Las rayas de la cebra

- Verónica Murguía - Sunday, 24 Jan 2021 00:21 Compartir en Facebook Compartir en Google Compartir en Whatsapp
Del polvo en el rincón

 

Uno de los efectos de la cuarentena es que, muchos que no conocíamos a fondo nuestras casas, hemos aprendido a limpiar hasta el último rincón con más eficacia. En el caso de nuestro departamento, hemos analizado nuestra propensión a comprar los mismos libros varias veces, la incapacidad de mi marido para tirar a la basura cualquier artefacto dotado con enchufe y mi malhadada costumbre de acumular zapatos y suéteres.

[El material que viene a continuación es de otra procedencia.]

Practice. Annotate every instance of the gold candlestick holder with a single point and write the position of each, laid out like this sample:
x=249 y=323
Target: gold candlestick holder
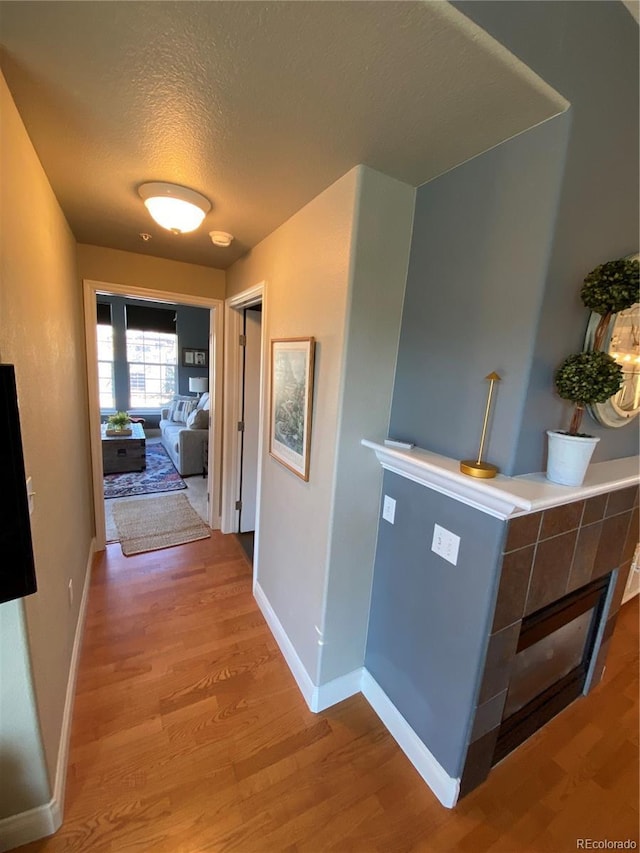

Aquí debo decir que suelo usar tenis. ¿Por qué tengo tacones, botas, sandalias de tiras, zuecos y hasta babuchas marroquíes? Me temo que por una suerte de optimismo fantasioso: creo que algún día me los pondré y me convertiré ipso facto en una señora sofisticada.

Si añadimos a esto que el refrán “ojos que no ven, corazón que no siente”, se puede aplicar a la despensa con una variación sencilla (ojos que no ven, no se te ocurre abrir la lata) o al botiquín (ojos que no ven y esto caducó hace tres años), el resultado es que por toda la casa había plumas sin tinta, libretas deshojadas, frascos de jarabe cristalizado, ropa luida y uno que otro VHS.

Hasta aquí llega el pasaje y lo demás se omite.